README ¶
werk
A basic template for Golang Machinery distributed worker queue.
Werk is a minimal refactoring of RichardKnop/machinery, an "asynchronous task queue/job queue based on distributed message passing." For those familiar, it's the Go version of Python's Celery.
Note: this is template, not a go package. Do not try to go get
it.
What is an asynchronous task queue?
An asynchronous task queue uses a central message datastore (in this case, Redis) to allow one or more "callers" to register tasks in a central location, and one or more distributed "workers" to pull tasks from that queue, run them, and return the response.
Why use an asynchronous task queue?
Some http server tasks take longer than a single http request, so you need to instead start the task, run it in the background, and retrieve the output in the future.
In horizontally scaled systems, there's no guarantee that the load balancer will hit the same server instance when the client attempts to retrieve the output of a particular task. This is bad.
Using Redis to register tasks ensures that all http servers (the "callers") and the distributed "workers" can see all of the tasks, regardless of how many replicates are running.
Why this repo?
This refactor was done because the Machinery examples launch both the worker and the caller processes from the same mixed codebase, making it difficult to view the two as separate, independently scaleable services. The callers and workers can and should be ran on multiple machines.
Werk splits the worker and caller logic into two separate folders, with a shared "machine" package that manages the shared components.
How to run Werk
1) Clone this repo
Note: You will need to update the imports if you're running in a custom module.
The cloned repo will come with a go.mod file that registers this repo as github.com/erik-dunteman/werk
by default.
Both caller.go
and worker.go
import github.com/erik-dunteman/werk/machine
using this module name.
If you plan to rename your go module, change the github.com/erik-dunteman/werk/machine
imports to your new name.
2) Start the Redis server, which each worker and caller will connect to.
Via docker:
docker run -p 6379:6379 redis
If not using docker, follow these instructions to start a redis server
2) Start one (or more) workers
The worker
folder contains the code to start a worker. Run:
go run worker/worker.go
3) Start one (or more) callers
The caller
folder contains the code to start the caller.

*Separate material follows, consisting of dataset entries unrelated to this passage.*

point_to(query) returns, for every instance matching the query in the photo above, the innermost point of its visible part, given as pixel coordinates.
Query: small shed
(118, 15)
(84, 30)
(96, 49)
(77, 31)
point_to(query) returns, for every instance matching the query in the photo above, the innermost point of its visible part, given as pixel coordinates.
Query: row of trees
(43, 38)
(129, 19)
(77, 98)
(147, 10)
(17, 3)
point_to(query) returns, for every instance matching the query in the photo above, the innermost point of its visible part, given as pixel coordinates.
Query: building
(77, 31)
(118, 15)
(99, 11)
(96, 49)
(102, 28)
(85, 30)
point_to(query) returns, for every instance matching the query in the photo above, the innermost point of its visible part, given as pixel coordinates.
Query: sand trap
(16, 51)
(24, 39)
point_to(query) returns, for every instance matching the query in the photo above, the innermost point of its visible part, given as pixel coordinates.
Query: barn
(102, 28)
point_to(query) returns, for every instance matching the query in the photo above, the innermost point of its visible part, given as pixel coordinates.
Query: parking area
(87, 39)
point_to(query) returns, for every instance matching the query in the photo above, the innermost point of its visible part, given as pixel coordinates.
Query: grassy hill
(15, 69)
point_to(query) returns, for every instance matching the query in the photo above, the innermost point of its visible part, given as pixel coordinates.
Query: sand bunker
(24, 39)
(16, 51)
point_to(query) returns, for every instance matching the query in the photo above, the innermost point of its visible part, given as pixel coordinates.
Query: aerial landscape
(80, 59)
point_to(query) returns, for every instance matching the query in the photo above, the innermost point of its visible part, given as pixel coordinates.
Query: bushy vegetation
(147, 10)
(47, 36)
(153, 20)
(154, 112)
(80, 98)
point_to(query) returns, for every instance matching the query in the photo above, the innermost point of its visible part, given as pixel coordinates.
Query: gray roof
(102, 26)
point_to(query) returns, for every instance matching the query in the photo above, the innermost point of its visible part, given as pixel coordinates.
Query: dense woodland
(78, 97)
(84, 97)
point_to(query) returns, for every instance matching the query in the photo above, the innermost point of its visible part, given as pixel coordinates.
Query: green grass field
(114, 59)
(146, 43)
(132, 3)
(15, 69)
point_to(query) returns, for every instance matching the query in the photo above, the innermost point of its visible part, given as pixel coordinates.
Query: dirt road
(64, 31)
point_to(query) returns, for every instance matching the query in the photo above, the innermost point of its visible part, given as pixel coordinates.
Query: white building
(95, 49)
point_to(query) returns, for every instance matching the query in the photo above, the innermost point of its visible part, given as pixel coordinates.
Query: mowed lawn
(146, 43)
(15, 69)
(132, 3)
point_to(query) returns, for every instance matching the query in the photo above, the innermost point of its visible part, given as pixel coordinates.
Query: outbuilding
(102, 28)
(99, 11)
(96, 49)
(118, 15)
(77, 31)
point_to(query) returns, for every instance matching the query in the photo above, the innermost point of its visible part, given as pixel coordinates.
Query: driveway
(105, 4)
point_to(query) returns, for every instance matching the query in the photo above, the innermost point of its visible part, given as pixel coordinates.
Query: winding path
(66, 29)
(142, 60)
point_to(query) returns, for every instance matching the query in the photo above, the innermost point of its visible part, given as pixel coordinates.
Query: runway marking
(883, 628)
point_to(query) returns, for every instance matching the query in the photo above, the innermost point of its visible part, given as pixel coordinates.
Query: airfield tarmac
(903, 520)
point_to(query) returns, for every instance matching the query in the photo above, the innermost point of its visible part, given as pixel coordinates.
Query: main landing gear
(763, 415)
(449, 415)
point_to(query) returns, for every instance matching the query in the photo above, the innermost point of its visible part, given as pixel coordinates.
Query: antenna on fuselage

In this repo, it will place a new task into the queue, briefly wait for the worker to finish, and retrieve the output.
go run caller/caller.go
How to add tasks to Werk
1) Edit the shared machine
package
You define your task handlers in tasks.go
.
First, define the function as xyzHandler:
// Do xyz stuff ...
func xyzHandler(t int) (bool, error) {
// add logic here
return true, nil
}
Second, register that task for caller/worker use by adding it to the Tasks map:
// Define the tasks for external use
var Tasks = map[string]interface{}{
"sleep": sleepHandler,
"hello": helloHandler,
"xyz": xyzHandler, // remember the name "xyz", that's how we call this task later.
}
This is the core of how Werk works. Both the callers and the workers will be importing this definition by accessing the Tasks map. When rolling changes to prod, the callers and workers must both be updated so that they share the same defined Tasks.
You can optionally edit server behavior (timeouts, redis endpoint, etc) in config.go
.
2) Edit the caller in caller.go
Call a newly defined task
// xyz
thisTask := tasks.Signature{
Name: "xyz", // must be same task name as in machine.Tasks
Args: []tasks.Arg{ // send in the task handler arguments here. In this case, it's just one int.
{
Type: "int",
Value: 1,
},
},
}
asyncResult, err := server.SendTaskWithContext(ctx, &thisTask)
if err != nil {
}
// Now normally here, we'd retrieve the result with a separate http server call,
// but we'll simulate that by waiting shortly, then retrieving the result below.
results, err := asyncResult.Get(time.Duration(time.Millisecond * 5))
if err != nil {
}
Doing more with Machinery
Consult with the original Machinery repo, and it's associated example to extend this template.